Кибальчич протер глаза, оделся и опять вышел на улицу. Тревожила, мучила неизвестность.
"Пойду к Вознесенскому мосту, там должны собираться члены Исполнительного комитета. Там все узнаю…"
Было время обеда: в кухмистерские тянулись студенты, курсистки, мелкий чиновный люд. В городе не было заметно никакого волнения. "Да, видимо, все сорвалось", – подумал Кибальчич, выходя во двор знакомого дома.
В этот миг где-то приглушенно ухнуло, как будто что-то тяжелое сбросили на железную крышу. Кибальчич остановился, прислушался: "Нет, на взрыв не похоже", – подумал он и вошел в подъезд. Когда поднимался по лестнице, снова ухнуло где-то далеко.

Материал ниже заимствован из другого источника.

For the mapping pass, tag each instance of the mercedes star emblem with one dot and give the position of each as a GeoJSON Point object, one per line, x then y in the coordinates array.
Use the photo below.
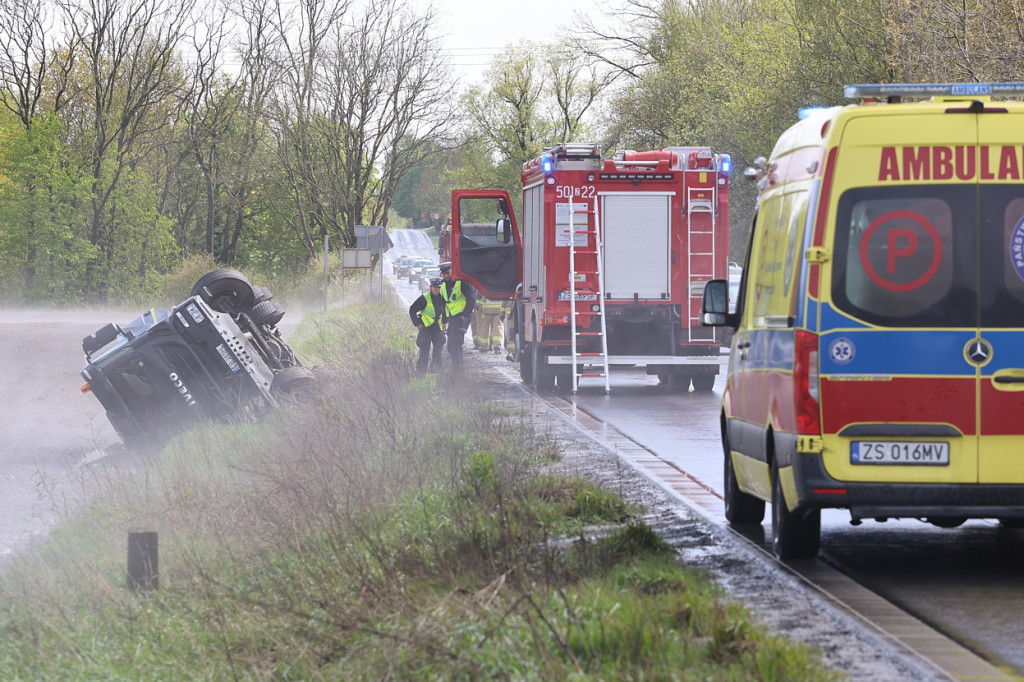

Вроде бы прогремел гром. "Неужели взрыв?" – подумал Кибальчич и с этой мыслью дернул ручку звонка.
Ему открыл Исаев и, впустив, таинственно спросил:
– Ты слышал, Николай?
– Да, два раза… похоже на взрыв.
– И мы подумали так.
Грачевский и Корба стояли у окон, всматриваясь и вслушиваясь в звуки улицы. Исаев и Кибальчич тоже прильнули к расписанным серебристыми лапами стеклам.
– Смотрите, смотрите, народ побежал.
– Да, бегут в сторону Невского. Неужели царя встретили бомбами на обратном пути?
– Может быть… и даже вернее всего. Ведь Софьи до сих пор нет, значит, она поставила метальщиков на другое место.
Несколько минут все стояли у окон, затаив дыхание. Вдруг послышался резкий звонок.
– Кто-то из наших, – Исаев бросился к двери.
Вбежала запыхавшаяся Фигнер. Глаза ее горели, на щеках полыхал румянец.
– Друзья! Огромная радость! В городе смятение. Все бегут. Куда-то поскакали казаки. Из уст в уста передают, что совершено новое покушение на Екатерининском канале. И главное – говорят, что царь убит!
– Неужели? – недоверчиво вскрикнул Корба.
– Да, да! Это победа, друзья! Наша напряженная, мучительная борьба, унесшая столько дорогих жизней, завершилась успехом! Теперь конец произволу и тирании. Теперь Россия воспрянет! Обнимемся же, братья!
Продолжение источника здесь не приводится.